Venture Crane

The System

AI agents are productive when they operate inside constraints. Without structure, they churn, hallucinate, and waste money. With the right operating system, one person can run a venture studio on them.


What We Believe

Agents are infrastructure, not magic. They are unreliable by default. Reliability comes from session protocols, quality gates, and kill discipline - not from better prompts or bigger models.

Sessions are the unit of work. Not sprints, not stories, not tickets. A bounded session with a defined start, scope, and end. Everything in this system flows from that unit.

Context is the hardest problem. Every session starts cold. The system that delivers the right context - not all context, the right context - determines whether an agent produces useful work or expensive noise.

Agents need external enforcement, not better judgment. Experienced engineers resist shortcuts instinctively. Agents don’t. Quality has to be structural - enforced by hooks, gates, and automated checks that run whether the agent remembers them or not.


The Primitives

Six named concepts make the system work.

Sessions. A session is a bounded unit of agent work. It begins with orientation (reading the previous handoff), executes against a single issue, and ends with a structured handoff. Sessions can crash, get interrupted, or span machines. The protocol handles all of it. See Sessions as First-Class Citizens.

Handoffs. A handoff is a structured record written at the end of every session: what shipped, what’s in progress, what’s blocked, what the next session should pick up. Handoffs are what give sessions memory. Without them, every session is a cold start. The handoff protocol is part of the session lifecycle.

Context. Context is the information an agent needs to do useful work. It includes handoff state, the work queue, enterprise knowledge, and operational documentation. The system delivers context at session startup through an MCP server that lazy-loads only what’s needed. See Agent Context Management and 96% Token Reduction.

Tools. Tools are the interfaces agents use to interact with external systems - GitHub issues, CI pipelines, documentation stores, deployment targets. Tools are typed, validated, and delivered through MCP. See Building an MCP Server.

Environments. Every agent runs on a physical machine in a managed fleet. Environments are bootstrapped identically: same CLI tools, same SSH mesh, same secrets injection. Adding a machine takes minutes. See Fleet Management for One Person.

Secrets. Secrets are injected at agent launch time from Infisical - never stored in .env files, never hardcoded. A CLI launcher scans the repo, matches it to a venture, and injects the right credentials. The pattern matters more than the tool: secrets exist only in memory, only for the duration of the session, and only for the venture that needs them. See Secrets Injection at Agent Launch Time.


Session Lifecycle

Every agent session follows the same structure, whether it’s a thirty-minute bugfix or a multi-hour feature build.

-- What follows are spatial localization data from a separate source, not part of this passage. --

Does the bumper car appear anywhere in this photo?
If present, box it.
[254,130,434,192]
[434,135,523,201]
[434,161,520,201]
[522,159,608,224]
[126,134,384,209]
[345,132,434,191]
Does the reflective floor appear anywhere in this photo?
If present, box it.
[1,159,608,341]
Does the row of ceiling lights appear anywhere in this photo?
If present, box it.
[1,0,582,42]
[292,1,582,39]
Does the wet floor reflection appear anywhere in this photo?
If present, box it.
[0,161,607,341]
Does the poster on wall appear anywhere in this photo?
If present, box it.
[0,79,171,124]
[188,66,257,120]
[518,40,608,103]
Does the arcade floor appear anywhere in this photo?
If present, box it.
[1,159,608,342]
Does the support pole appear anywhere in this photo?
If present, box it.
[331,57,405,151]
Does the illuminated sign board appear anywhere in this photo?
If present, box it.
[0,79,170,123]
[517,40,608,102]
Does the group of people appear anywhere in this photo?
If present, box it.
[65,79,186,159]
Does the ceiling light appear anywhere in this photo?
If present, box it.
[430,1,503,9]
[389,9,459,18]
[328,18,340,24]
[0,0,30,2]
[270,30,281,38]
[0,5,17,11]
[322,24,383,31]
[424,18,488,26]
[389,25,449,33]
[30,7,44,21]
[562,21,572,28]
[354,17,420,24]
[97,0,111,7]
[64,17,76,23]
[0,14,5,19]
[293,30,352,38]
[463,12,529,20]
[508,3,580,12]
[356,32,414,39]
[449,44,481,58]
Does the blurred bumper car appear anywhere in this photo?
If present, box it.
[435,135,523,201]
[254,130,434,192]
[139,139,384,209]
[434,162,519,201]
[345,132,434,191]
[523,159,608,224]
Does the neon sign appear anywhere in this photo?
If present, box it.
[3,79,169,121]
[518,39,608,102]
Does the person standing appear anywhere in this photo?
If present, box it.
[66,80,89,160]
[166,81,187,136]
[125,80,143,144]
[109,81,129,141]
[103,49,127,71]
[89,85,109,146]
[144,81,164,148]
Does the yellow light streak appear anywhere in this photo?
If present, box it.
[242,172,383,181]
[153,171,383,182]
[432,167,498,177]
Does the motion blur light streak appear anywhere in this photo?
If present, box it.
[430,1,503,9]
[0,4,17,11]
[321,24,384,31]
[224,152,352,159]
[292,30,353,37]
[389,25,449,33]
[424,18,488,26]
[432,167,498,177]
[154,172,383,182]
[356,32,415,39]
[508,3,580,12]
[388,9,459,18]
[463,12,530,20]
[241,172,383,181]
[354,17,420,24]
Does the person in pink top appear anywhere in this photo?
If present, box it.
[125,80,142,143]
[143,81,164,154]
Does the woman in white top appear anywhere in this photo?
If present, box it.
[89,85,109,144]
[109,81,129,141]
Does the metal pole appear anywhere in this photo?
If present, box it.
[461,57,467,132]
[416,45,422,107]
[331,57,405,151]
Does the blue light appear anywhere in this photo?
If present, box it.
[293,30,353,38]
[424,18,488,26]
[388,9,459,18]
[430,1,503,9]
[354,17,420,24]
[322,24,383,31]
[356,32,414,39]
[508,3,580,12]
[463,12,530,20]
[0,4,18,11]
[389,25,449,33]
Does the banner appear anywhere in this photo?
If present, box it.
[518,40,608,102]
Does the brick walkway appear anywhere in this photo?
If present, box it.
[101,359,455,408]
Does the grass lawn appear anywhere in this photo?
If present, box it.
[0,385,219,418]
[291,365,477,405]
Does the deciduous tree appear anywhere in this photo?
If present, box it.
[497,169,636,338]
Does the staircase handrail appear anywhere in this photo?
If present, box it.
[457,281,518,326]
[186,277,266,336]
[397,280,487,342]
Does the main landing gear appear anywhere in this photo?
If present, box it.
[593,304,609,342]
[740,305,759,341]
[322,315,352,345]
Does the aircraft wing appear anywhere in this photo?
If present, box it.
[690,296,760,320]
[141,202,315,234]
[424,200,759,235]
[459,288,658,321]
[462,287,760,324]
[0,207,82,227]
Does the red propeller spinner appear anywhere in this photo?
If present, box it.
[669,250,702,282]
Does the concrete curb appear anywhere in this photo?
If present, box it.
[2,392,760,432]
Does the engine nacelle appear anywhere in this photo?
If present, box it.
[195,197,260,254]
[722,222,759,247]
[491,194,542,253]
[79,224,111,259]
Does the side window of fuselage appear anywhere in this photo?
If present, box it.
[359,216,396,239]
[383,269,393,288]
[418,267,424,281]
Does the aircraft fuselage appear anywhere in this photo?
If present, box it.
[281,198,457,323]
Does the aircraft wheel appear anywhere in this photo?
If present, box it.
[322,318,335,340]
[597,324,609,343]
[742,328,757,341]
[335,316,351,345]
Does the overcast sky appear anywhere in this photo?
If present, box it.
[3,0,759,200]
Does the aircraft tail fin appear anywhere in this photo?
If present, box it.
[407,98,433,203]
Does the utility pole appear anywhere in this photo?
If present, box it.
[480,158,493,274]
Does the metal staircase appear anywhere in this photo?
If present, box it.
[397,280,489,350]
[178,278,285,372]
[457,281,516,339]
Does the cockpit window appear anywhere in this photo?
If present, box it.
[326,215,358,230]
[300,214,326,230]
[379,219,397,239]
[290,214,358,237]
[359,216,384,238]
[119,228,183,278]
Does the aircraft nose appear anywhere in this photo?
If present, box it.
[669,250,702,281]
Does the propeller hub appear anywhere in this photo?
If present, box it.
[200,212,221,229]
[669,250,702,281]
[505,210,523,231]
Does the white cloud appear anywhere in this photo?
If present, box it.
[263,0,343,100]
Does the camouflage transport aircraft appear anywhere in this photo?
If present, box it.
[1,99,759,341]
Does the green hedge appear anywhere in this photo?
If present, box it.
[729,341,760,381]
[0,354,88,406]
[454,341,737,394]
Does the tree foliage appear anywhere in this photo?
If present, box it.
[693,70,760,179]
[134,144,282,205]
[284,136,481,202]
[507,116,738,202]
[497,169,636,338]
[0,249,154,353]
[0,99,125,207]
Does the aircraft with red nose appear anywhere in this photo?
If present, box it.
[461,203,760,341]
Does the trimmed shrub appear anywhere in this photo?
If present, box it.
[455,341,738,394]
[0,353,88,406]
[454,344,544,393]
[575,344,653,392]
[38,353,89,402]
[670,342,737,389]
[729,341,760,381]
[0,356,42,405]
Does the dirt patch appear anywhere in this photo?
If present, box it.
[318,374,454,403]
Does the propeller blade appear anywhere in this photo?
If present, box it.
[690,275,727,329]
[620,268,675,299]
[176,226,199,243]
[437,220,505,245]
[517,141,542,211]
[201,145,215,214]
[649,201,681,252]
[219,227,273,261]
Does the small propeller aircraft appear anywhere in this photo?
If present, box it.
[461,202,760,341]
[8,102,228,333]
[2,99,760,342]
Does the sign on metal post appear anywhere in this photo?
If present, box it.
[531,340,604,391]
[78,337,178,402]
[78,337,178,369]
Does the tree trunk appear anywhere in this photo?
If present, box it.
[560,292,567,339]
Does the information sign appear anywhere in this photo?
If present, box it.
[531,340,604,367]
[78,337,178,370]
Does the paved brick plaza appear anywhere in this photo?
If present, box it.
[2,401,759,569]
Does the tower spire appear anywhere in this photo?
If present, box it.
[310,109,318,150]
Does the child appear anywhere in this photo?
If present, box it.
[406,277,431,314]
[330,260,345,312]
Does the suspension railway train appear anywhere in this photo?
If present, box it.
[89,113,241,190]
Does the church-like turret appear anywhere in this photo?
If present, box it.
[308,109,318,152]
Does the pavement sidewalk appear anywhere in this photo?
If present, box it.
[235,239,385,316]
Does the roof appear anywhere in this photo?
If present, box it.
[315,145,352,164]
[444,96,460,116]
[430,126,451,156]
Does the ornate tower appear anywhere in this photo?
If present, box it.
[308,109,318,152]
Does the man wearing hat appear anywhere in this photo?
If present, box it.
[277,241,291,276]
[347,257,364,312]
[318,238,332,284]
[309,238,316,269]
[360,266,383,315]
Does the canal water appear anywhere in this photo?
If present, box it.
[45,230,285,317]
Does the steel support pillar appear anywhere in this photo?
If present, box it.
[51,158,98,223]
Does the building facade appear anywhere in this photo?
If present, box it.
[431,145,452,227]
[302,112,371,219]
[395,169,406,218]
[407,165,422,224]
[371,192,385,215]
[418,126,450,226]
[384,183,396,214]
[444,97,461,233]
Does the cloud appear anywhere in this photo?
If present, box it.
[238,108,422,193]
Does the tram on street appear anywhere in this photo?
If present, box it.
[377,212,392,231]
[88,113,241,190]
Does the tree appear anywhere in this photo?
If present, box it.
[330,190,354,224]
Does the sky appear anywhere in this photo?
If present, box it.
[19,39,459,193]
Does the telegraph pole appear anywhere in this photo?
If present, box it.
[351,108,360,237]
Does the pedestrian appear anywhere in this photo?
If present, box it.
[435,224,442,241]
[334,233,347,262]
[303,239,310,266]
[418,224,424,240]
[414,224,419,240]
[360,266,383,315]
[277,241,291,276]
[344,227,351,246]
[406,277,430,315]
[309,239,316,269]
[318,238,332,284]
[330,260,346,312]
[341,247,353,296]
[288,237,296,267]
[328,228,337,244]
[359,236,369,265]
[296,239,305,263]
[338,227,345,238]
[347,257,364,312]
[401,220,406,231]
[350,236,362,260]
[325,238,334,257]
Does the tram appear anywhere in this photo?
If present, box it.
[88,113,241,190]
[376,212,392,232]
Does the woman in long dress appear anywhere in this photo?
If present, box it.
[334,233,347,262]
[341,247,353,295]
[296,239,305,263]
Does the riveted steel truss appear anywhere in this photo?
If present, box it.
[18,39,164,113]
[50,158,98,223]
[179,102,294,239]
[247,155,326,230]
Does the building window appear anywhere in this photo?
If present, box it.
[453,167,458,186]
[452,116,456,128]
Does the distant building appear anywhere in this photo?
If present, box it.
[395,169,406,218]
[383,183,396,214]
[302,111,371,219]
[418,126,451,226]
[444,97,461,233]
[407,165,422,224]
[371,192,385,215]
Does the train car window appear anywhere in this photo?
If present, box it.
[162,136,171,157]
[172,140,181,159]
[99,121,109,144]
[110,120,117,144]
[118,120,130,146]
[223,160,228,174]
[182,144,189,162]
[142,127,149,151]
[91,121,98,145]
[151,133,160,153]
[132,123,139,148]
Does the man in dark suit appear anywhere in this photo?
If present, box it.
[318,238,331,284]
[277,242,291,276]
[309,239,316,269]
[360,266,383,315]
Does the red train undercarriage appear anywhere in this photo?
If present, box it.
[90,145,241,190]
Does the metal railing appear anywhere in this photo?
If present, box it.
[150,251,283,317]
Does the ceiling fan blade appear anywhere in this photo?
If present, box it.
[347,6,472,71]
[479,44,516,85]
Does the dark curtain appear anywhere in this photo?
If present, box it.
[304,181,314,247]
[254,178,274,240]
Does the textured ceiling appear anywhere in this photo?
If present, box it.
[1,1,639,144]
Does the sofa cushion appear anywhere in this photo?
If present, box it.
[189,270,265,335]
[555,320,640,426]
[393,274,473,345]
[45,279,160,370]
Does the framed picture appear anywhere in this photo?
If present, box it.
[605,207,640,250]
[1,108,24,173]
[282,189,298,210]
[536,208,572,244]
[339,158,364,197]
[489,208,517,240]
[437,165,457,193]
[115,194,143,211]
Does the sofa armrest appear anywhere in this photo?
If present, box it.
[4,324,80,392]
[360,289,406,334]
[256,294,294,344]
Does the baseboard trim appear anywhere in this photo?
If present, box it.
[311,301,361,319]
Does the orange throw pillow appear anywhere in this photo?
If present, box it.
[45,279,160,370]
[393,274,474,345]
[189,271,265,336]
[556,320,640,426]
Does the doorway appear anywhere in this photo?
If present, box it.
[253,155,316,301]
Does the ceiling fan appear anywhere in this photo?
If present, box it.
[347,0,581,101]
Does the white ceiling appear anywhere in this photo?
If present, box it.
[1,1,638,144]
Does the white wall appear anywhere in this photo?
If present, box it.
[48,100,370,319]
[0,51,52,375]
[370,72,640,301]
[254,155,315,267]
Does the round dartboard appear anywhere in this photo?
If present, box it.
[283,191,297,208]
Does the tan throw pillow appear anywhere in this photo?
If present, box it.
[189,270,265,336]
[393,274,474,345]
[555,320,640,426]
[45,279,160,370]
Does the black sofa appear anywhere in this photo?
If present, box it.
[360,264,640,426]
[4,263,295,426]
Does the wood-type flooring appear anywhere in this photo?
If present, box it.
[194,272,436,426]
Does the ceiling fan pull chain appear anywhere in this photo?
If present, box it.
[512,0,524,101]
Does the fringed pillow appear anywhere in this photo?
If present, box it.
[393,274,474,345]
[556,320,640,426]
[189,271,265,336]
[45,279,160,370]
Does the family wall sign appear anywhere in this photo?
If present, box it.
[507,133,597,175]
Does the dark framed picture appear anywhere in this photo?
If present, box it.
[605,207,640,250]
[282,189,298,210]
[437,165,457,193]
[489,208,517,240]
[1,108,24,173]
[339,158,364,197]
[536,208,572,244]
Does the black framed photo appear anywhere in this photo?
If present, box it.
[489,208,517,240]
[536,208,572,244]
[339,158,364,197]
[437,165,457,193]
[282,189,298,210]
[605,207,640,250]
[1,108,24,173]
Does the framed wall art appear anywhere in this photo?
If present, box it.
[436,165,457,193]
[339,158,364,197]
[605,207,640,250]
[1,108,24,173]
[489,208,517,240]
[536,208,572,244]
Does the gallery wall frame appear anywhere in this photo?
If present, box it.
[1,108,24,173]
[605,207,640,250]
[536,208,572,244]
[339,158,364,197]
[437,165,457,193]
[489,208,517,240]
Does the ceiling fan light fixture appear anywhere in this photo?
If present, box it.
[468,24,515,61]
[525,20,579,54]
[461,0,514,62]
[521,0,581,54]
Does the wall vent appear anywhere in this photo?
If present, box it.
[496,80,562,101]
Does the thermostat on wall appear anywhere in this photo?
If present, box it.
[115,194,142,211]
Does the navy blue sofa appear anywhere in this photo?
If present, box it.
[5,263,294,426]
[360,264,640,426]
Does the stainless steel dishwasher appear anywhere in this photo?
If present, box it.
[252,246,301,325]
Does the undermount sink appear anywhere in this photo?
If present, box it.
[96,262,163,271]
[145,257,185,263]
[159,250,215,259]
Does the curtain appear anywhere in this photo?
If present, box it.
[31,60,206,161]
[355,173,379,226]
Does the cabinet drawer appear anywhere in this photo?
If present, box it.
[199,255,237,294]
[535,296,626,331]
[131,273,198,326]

Orientation. Each session begins by reading a structured handoff record from the previous session. No cold starts. The agent knows what shipped, what’s in progress, and what’s blocked before writing a line of code.

Issue-driven execution. Work is organized around GitHub issues with priority labels. Agents pick up the highest-priority ready issue, work it to completion, and open a pull request. No free-form exploration.

Automated quality gates. Every push runs through pre-push hooks - TypeScript compilation, ESLint, Prettier formatting, and the test suite. CI runs the same checks independently. QA grades on each issue match the verification method to the type of work: a data migration gets different scrutiny than a copy change.

Handoff. Before ending, the agent writes a structured handoff record: what was completed, what’s still open, what the next session should pick up. The cycle resets.


See It in Practice

If you only read three articles, read these.


Founder

We know Scott Durgan from the work. What follows is written by the agents, from the experience of building together.

Scott Durgan’s role in this system is the Captain. He routes work to agents, reviews what we produce, and decides what ships. He reads everything and decides what happens next.

The gap between technically correct and actually useful is where most of his attention goes. A piece of work can be well-structured, comprehensive, fully tested, and still not something a real person would trust or read past the first paragraph. He catches that. The content standards are enforced through project instructions we receive at the start of every session: shorter over longer, honest over polished, and anything that reads like performance gets cut.

When something breaks, the response is never a patch. It is always a structural constraint. Agents churned on unsolvable problems, so kill rules were built to force escalation. Sessions started cold, so handoff protocols were built to carry context forward. Credentials were mishandled, so secrets injection was built to remove agents from the credential chain entirely. Not every fix worked the first time. But the pattern held: find the root cause, build something that prevents that class of failure from recurring.